When about ten days had slipped away, and even Mwesa had nothing to occupy him except the daily search for food, Tom began to fidget for news. He was still unable to walk without pain; inaction irked him, and ignorance of what was going on at the plantation and beyond gave him a fit of the blues. His despondency did not escape the keen eyes of the negro, who at last asked what was troubling him.

"I want to know things, Mwesa," he answered: "what Reinecke is doing, whether fighting has already begun--all sorts of things. And I want to get away from here and join my own people."

The boy's anxious expression cleared; his eyes brightened.

"Me go; one day, two, me come back tell sah," he said.

"Do you think you could go safely?"

Mwesa looked hurt at the suggestion. Had he not already stolen in and out of the plantation? Why should his master suppose that he could not do it again? He would set off at once, as soon as he had provided food and water for a day or two, and he would come back stuffed with news.

The boy was so eager that Tom let him go. He took nothing but his wallet and a knife. By nightfall he would reach the plantation. There he would learn all that was to be learnt from Mirambo: his master would be only one night alone.

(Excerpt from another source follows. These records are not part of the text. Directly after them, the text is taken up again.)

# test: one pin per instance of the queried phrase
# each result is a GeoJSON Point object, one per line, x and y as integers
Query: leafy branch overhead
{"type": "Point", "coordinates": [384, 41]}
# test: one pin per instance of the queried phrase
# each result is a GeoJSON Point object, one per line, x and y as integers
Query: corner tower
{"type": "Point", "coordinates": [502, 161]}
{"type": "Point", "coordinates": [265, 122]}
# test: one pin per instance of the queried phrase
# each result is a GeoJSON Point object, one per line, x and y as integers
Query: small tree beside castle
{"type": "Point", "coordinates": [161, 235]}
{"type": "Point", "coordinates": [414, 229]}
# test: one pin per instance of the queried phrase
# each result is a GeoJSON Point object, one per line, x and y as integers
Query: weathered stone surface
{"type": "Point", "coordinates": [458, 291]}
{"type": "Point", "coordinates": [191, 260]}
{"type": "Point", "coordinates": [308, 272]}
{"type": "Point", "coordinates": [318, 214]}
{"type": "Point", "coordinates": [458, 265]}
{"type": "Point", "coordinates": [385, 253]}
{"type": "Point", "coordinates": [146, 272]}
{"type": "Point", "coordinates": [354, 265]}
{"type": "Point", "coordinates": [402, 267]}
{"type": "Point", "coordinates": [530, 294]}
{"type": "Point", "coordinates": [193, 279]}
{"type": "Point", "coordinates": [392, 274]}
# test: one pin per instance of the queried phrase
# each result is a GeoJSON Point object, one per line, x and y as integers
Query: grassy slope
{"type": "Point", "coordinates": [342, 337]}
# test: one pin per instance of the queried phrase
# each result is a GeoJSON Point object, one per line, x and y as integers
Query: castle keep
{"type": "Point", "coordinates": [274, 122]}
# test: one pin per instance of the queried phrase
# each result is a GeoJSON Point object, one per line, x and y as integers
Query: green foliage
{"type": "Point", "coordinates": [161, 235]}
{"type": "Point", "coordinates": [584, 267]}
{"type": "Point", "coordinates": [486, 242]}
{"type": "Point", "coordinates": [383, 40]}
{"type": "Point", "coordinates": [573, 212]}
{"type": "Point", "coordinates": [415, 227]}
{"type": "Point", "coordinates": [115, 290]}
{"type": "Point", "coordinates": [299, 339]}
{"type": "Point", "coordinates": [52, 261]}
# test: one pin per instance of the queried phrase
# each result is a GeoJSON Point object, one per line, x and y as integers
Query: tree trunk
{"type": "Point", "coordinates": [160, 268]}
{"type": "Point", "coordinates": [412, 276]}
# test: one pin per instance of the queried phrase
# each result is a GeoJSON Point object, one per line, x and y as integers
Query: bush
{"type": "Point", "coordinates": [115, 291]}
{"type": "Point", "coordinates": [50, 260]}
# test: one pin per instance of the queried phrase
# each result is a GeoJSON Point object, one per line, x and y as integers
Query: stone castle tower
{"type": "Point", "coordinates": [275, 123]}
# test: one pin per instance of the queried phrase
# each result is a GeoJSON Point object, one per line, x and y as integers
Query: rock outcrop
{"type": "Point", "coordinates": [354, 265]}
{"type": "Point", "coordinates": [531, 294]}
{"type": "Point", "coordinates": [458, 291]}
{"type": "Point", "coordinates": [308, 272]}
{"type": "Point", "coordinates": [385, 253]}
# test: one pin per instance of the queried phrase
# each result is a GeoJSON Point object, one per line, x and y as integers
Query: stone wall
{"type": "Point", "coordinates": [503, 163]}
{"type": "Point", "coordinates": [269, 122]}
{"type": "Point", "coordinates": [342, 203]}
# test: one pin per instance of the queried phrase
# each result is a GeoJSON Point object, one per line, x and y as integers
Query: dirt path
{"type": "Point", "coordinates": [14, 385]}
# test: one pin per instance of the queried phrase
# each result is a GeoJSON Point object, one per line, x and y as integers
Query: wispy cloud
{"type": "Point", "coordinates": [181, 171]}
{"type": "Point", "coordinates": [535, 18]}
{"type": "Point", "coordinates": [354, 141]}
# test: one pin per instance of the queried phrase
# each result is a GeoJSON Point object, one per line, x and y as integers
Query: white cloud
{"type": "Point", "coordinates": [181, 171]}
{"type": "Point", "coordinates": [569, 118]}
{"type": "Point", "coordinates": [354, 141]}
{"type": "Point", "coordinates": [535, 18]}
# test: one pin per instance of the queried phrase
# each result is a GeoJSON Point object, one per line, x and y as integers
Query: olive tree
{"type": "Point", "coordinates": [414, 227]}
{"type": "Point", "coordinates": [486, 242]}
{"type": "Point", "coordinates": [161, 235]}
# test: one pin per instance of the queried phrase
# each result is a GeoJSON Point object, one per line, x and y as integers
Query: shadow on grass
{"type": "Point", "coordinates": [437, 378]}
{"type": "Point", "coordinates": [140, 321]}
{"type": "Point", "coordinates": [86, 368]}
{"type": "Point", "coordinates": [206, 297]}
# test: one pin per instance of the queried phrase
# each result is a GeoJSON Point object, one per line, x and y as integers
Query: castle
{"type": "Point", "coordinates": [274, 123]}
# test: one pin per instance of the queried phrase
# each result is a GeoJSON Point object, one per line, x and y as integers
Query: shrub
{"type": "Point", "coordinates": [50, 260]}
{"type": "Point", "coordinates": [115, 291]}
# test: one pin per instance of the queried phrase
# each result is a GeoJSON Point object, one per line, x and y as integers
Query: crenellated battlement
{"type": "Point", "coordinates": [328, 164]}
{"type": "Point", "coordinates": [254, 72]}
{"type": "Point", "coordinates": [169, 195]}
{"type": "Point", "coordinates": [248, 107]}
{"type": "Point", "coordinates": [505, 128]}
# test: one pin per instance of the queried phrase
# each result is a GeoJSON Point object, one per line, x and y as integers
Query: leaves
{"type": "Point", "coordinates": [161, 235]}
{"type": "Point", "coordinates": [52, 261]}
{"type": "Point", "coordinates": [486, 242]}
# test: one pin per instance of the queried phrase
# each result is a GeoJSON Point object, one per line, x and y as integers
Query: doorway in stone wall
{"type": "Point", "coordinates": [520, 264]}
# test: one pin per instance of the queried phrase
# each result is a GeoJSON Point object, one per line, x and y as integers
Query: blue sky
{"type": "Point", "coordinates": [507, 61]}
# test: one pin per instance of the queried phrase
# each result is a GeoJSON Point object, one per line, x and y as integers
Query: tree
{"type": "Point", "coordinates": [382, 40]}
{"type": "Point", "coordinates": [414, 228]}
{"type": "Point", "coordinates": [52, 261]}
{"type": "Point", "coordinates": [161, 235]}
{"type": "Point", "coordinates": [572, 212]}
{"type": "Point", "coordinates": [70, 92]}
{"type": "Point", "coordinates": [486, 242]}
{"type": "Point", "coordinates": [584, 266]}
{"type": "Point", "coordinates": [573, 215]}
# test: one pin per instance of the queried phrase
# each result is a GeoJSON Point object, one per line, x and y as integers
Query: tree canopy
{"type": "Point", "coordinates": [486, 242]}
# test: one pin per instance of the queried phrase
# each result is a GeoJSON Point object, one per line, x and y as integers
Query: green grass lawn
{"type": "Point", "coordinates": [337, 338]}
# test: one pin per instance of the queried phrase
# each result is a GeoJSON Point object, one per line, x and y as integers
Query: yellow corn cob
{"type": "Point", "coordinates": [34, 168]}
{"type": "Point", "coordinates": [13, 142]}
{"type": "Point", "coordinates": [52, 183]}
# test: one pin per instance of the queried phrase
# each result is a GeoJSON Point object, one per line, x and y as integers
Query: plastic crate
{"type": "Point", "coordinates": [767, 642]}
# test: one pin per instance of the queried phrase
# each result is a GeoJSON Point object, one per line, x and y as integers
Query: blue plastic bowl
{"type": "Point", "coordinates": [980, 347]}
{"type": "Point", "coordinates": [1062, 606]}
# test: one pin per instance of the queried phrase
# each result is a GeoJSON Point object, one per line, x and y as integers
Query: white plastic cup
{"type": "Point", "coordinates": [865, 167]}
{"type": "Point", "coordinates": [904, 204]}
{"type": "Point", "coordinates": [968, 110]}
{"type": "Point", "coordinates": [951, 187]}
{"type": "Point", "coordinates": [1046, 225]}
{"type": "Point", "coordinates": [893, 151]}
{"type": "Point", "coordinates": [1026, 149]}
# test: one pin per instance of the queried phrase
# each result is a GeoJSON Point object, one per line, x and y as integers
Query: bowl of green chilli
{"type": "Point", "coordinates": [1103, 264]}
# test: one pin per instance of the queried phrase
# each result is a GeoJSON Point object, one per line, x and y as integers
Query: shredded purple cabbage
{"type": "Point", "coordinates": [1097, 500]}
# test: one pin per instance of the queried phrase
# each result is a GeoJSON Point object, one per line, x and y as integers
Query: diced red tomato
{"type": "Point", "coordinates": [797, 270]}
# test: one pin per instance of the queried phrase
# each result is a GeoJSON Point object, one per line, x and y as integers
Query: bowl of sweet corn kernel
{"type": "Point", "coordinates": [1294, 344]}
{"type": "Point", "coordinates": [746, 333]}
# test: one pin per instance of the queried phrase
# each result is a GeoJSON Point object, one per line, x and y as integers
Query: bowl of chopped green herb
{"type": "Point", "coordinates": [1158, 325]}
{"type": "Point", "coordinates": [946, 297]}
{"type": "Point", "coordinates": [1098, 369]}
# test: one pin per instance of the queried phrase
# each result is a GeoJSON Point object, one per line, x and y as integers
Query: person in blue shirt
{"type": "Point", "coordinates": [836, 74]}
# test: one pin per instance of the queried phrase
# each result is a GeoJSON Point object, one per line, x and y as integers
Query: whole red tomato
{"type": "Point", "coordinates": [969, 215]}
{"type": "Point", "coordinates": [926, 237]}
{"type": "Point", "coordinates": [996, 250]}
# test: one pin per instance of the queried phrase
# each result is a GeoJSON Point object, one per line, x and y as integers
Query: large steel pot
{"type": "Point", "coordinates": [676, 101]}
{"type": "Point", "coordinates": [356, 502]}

It was not till the dense blackness of night brooding over the nullah deepened his feeling of solitude that Tom doubted whether he had done right. The boy might not return: who could tell what mischance might befall him? In daytime he might escape the many perils of the forest; but what if he were discovered in his furtive passage of the thorn fence and impressed into the ranks of the recruits? "Without Mwesa what will become of me?" The troublesome question gave Tom no rest as he lay in the hut, listening to the outer noises to which darkness adds mystery and horror. Alone, almost helpless, what could a white man do in the wilds of Africa? Tom was not ordinarily a victim to "nerves"; but the series of shocks he had recently suffered had quickened his imagination in proportion as it had reduced his physical vigour, and the sensations of that night were one long nightmare.

At dawn, limp and haggard, he got up, crawled out of the hut, and sat down with his back against a tree-trunk, listening for the return of the negro boy. He heard rustlings among the trees, the call of a quail, the snorting grunt of some animal prowling round the zariba. But neither rustle nor footfall caught his ear when Mwesa suddenly appeared at his side.